Do not bail out if a no-top-level file disappears during incremental
backup, use file_removed_diag instead.
(dump_filed): top_level is bool.
* src/incremen.c (update_parent_directory): Silently ignore
ENOENT. It should have already been reported elsewhere.
(scan_directory): Use dir_removed_diag to report missing directories.
* src/misc.c (file_removed_diag, dir_removed_diag): New functions.
* src/names.c (name_gather): Set ->cmdname.
(addname): Likewise. All uses updated.
(name_from_list): Return struct name const *. All uses updated.
* tests/filerem01.at: New testcase.
* tests/filerem02.at: New testcase.
* tests/Makefile.am, tests/testsuite.at: Add filerem01.at, filerem02.at
* tests/grow.at, test/truncate.at: Use new syntax for genfile --run.
* NEWS: Update.
* doc/tar.texi: Minor fix.
(tar_timespec_cmp): New function. Wrapper over
timespec_cmp using the timespec precision provided by the
current archive format.
* src/common.h (tar_timespec_cmp): New declaration.
* src/compare.c (diff_file): Use tar_timespec_cmp.
* src/extract.c (file_newer_p): Likewise.
* src/update.c (update_archive): Likewise.
* tests/truncate.at: Reverted changes
* tests/update.at: Reverted changes
by struct stat; keep them to full nanosecond resolution.
This affects behavior only on older hosts or file systems
that have lower-resolution time stamps.
* src/common.h (OLDER_STAT_TIME): Parenthesize arg.
(OLDER_TAR_STAT_TIME): New macro.
(code_timespec): New function.
(BILLION, LOG10_BILLION, TIMESPEC_STRSIZE_BOUND): New constants.
* src/compare.c (diff_file): Use full time stamp resolution.
* src/create.c (start_header, dump_file0): Likewise.
(start_header, dump_file0): Adjust to new structure layout.
(dump_regular_finish): Simplify by using timespec_cmp.
* src/extract.c (struct delayed_set_stat): Don't store stat info
that we don't need, to save space. All uses changed.
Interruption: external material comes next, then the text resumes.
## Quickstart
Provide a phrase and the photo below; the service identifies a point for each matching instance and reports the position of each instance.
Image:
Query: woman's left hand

(struct delayed_set_stat, struct delayed_link, file_newer_p):
(create_placeholder_file, extract_link, apply_delayed_links):
Use full time stamp resolution.
(check_time): Use code_timespec rather than rolling our own code.
(set_stat, delay_set_stat): Arg now points to tar_stat_info to
avoid losing time information. All callers changed.
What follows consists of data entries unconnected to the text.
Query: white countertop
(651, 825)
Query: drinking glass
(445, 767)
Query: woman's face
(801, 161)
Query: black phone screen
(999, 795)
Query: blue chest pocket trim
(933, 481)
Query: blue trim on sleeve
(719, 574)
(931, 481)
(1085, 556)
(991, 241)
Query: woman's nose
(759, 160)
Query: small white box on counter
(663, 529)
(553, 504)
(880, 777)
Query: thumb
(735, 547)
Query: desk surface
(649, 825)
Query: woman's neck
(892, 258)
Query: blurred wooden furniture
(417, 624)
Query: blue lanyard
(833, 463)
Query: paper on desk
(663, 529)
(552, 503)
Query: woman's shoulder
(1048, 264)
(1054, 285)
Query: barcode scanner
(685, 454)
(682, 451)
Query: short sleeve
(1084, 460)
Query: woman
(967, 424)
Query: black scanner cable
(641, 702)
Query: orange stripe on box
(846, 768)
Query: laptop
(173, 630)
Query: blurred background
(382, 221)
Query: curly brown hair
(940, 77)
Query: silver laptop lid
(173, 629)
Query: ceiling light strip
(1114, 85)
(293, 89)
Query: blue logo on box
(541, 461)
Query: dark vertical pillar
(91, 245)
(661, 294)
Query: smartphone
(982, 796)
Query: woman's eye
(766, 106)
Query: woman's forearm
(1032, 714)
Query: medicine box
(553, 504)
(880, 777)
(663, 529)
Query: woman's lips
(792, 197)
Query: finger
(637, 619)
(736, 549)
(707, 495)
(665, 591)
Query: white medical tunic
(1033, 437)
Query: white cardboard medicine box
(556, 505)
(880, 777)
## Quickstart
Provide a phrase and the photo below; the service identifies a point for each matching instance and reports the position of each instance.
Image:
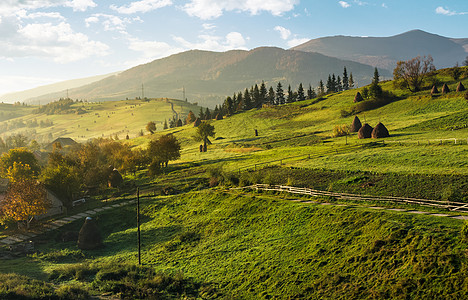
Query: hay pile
(380, 131)
(356, 125)
(89, 237)
(445, 89)
(460, 87)
(365, 132)
(358, 98)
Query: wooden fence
(448, 205)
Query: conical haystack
(358, 98)
(115, 179)
(89, 237)
(365, 132)
(380, 131)
(445, 89)
(356, 125)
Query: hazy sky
(45, 41)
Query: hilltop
(384, 52)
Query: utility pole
(138, 225)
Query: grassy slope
(109, 119)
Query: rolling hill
(208, 77)
(384, 52)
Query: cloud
(142, 6)
(344, 4)
(111, 22)
(443, 11)
(284, 33)
(211, 9)
(53, 41)
(296, 42)
(233, 40)
(81, 5)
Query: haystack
(89, 237)
(380, 131)
(358, 98)
(356, 125)
(115, 179)
(445, 89)
(365, 132)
* src/list.c (read_and, decode_header, print_heaeder):
Use full time stamp resolution.
* src/misc.c (code_timespec): New function.
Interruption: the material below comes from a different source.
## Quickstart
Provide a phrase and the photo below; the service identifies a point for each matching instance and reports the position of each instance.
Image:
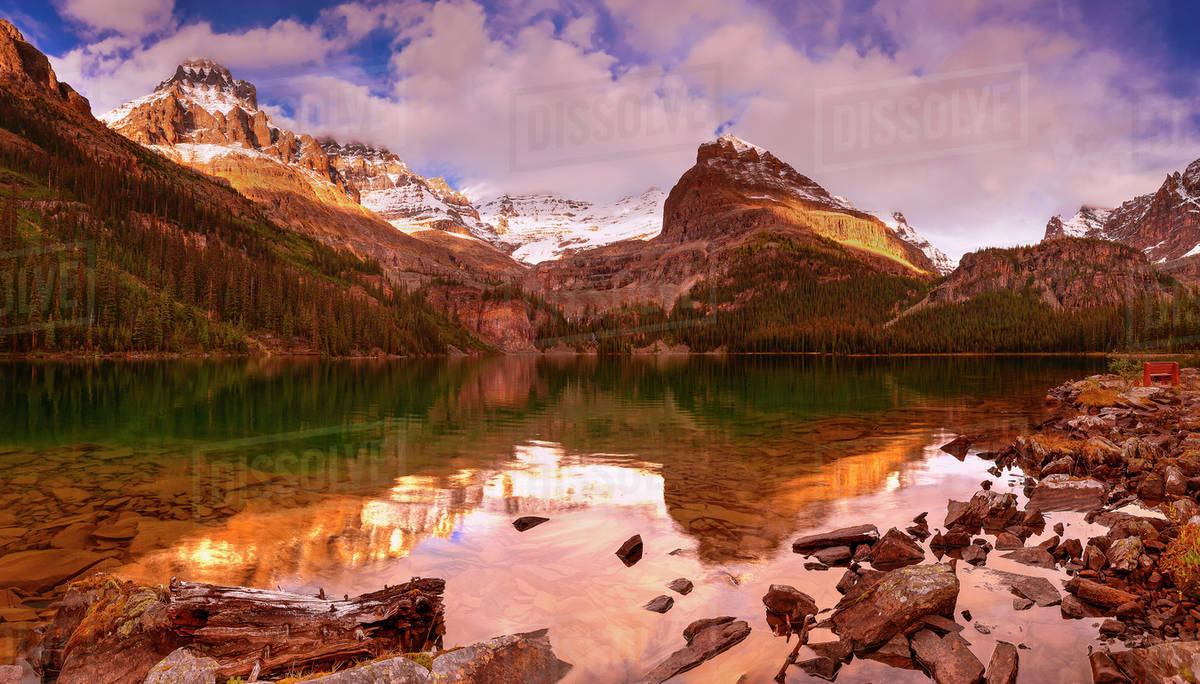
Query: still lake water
(345, 477)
* src/tar.h (struct tar_stat_info): Record atime, mtime, ctime
separately, for benefit of hosts with lower resolution.
* src/update.c (update_archive): Use full time stamp resolution.
* src/xheader.c (code_time): Use new code_timespec function
to simplify code.
(atime_coder, atime_decoder, ctime_coder, ctime_decoder):
(mtime_coder, mtime_decoder): Use full time stamp resolution.
Report time stamps to full resolution in environment.
Report memory allocation failures rather than ignoring them.
* src/system.c (time_to_env): New function.
(oct_to_env, str_to_env, chr_to_env): Report memory allocation failures.
(stat_to_env): Report full resolution in time stamps.